Lower nurse-to-patient ratio saves lives

"These results are all the more relevant in the context of COVID-19, which has pushed an already strained and burned-out hospital nurse workforce to the brink," says Matthew McHugh. (Credit: Getty Images)

Establishing minimum nurse-to-patient staffing ratios in hospitals can save lives, prevent readmissions, shorten hospital stays, and reduce costs, a new study finds.

Researchers evaluated legislation enacted in 2016 in Queensland, Australia as a safety measure that limited the average number of patients per nurse to four, similar to pending legislation in New York and Illinois.

“The positive results in Queensland should inform policies in the US and elsewhere,” says lead author Matthew McHugh, chair for nursing education and director of the Center for Health Outcomes and Policy Research at the University of Pennsylvania School of Nursing.

The researchers collected extensive data before and after the legislation from about 17,000 nurses and analyzed outcomes for more than 400,000 patients.

Their findings include:

  • There was a clear need for a safe hospital nurse staffing standard. Before the policy was in place, nurse staffing levels varied significantly across Queensland hospitals. In some facilities, nurses cared for as few as three patients on adult medical and surgical wards, while nurses at other facilities were responsible for as many as 10 patients each.
  • The policy led to better nurse staffing in the intervention hospitals. While staffing levels remained the same before and after the policy in comparison hospitals, the medical-surgical nurses at the intervention hospitals saw average reductions in their workload of nearly one patient per nurse, with some having three fewer assigned patients after policy implementation.
  • The staffing improvements stimulated by the policy led to better outcomes for patients. The researchers estimated that intervention hospitals had 145 fewer deaths, 255 fewer readmissions, and 29,222 fewer hospital days than if they had not implemented the policy.
  • The policy yielded a good return on investment for the public. In addition to better quality of care and patient outcomes, the savings due to fewer readmissions and shorter lengths of stay in hospitals was about $70 million (AUD—about $54 million US), more than twice the cost of the additional nurse staffing.

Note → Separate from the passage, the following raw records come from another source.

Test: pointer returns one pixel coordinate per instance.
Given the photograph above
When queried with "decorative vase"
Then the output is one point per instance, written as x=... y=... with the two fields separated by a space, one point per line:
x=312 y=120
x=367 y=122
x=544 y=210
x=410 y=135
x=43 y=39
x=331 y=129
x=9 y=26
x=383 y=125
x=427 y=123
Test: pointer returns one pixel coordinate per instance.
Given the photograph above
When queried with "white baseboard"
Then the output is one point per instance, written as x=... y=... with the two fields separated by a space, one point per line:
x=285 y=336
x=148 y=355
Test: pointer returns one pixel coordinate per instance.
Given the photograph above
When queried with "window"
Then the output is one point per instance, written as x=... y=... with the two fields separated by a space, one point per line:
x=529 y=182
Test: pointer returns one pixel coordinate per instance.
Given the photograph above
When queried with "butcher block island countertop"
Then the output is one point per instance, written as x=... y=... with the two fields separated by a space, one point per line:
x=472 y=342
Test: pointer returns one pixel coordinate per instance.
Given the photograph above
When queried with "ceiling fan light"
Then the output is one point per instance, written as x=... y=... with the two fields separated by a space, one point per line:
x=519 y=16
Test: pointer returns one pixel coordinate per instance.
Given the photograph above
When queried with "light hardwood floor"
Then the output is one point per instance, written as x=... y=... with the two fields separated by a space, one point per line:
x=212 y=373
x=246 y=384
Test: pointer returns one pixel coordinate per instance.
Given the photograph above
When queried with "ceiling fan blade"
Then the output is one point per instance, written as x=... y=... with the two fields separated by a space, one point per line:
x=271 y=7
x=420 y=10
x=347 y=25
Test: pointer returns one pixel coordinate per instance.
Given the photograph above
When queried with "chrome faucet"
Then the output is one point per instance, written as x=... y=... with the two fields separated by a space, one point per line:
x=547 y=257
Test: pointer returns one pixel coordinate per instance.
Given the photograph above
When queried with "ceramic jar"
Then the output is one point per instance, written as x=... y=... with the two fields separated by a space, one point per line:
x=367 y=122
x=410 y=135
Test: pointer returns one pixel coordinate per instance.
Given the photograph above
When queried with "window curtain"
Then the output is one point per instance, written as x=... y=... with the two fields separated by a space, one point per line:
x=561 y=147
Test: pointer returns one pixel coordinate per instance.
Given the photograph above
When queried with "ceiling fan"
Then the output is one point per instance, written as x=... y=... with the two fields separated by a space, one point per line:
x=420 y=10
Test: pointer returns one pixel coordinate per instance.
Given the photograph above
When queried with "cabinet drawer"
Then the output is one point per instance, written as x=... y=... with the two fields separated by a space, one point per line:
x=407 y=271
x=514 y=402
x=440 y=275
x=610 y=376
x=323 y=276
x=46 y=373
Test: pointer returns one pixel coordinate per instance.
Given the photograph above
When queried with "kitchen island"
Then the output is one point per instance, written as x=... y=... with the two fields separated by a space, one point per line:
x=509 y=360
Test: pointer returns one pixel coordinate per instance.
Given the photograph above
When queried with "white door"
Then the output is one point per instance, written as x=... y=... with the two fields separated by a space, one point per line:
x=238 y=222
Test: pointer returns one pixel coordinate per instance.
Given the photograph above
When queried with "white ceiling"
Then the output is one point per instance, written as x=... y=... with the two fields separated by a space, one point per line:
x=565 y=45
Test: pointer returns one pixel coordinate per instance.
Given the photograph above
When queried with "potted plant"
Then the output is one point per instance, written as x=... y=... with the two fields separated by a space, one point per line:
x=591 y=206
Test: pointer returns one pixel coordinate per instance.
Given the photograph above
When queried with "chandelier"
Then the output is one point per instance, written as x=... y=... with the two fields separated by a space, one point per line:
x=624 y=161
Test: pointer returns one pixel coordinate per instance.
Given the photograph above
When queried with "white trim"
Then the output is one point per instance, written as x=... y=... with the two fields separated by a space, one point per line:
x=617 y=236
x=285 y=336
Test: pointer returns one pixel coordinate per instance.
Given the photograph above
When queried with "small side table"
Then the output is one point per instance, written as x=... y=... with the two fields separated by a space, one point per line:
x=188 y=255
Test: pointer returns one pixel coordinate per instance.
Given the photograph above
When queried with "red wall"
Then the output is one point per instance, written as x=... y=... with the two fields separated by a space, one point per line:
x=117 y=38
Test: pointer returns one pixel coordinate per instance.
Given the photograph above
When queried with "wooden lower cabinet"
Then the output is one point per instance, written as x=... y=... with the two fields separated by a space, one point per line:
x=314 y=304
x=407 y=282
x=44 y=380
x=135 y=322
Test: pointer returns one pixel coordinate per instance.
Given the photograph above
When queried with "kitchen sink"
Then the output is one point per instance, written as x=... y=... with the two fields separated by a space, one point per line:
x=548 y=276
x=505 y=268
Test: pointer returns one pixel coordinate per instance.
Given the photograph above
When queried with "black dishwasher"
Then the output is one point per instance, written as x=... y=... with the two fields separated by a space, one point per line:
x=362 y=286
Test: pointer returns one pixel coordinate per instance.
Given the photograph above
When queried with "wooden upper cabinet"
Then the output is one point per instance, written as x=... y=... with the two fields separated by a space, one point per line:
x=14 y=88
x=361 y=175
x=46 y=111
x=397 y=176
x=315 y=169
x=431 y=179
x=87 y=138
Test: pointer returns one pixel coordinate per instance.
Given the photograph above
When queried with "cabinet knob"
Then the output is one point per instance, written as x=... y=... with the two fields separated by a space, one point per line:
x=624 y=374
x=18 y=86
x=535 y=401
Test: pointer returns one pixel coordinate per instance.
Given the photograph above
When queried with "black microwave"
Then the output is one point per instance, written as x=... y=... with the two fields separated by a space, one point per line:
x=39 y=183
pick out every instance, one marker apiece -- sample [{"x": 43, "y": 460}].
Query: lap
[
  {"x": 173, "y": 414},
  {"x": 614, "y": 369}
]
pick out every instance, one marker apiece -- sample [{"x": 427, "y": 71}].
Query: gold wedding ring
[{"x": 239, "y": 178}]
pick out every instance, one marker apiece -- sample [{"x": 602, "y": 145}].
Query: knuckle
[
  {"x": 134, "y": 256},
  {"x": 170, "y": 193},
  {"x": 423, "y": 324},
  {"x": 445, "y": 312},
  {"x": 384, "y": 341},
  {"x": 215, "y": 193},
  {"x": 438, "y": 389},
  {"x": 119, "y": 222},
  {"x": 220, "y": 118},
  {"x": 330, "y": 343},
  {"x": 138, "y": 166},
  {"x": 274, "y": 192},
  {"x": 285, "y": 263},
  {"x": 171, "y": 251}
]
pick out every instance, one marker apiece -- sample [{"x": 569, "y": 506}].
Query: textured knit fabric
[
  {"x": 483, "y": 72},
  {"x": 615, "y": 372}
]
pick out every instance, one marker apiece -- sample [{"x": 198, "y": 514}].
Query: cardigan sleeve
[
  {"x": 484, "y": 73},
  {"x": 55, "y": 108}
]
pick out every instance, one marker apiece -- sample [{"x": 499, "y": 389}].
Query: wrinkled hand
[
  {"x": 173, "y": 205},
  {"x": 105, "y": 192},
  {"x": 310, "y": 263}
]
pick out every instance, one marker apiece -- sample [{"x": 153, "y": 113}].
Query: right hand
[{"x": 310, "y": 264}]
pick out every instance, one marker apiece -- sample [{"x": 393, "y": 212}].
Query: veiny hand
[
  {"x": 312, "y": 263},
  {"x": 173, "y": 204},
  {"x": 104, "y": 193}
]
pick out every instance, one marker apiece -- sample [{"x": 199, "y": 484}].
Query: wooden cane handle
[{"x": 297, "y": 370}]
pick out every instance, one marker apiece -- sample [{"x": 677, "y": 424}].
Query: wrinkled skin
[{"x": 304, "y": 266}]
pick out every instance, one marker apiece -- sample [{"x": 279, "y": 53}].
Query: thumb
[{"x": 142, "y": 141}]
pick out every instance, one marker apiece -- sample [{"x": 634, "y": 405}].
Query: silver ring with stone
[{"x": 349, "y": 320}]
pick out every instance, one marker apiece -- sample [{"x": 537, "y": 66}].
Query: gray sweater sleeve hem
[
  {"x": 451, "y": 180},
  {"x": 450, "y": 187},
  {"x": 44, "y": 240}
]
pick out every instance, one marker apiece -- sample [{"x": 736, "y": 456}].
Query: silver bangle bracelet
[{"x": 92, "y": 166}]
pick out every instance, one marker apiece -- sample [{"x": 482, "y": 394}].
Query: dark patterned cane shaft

The findings are consistent with a substantial body of evidence on the positive effects on patient outcomes when nurses have a reasonable number of patients in their care. There is similarly strong evidence that when staffing levels improve, nurses experience less burnout and job dissatisfaction, key drivers to costly turnover and result in nurses leaving their careers at the bedside.

“These results are all the more relevant in the context of COVID-19, which has pushed an already strained and burned-out hospital nurse workforce to the brink. Minimum safeguards to ensure that there are enough nurses to provide high-quality care to every patient is a simple but effective public safety measure,” says McHugh, also a senior fellow at the Leonard Davis Institute of Health Economics.

“This research is a clear example of good public health policy in Queensland being derived from evidence-based research,” adds Patsy Yates, faculty of health executive dean and professor at Queensland University of Technology School of Nursing. “The result benefits the health system, nurses, patients, and the public at large.”

The paper appears in The Lancet. Queensland Health, the National Institute of Nursing Research/National Institutes of Health, and the Leonard Davis Institute of Health Economics at the University of Pennsylvania funded the work.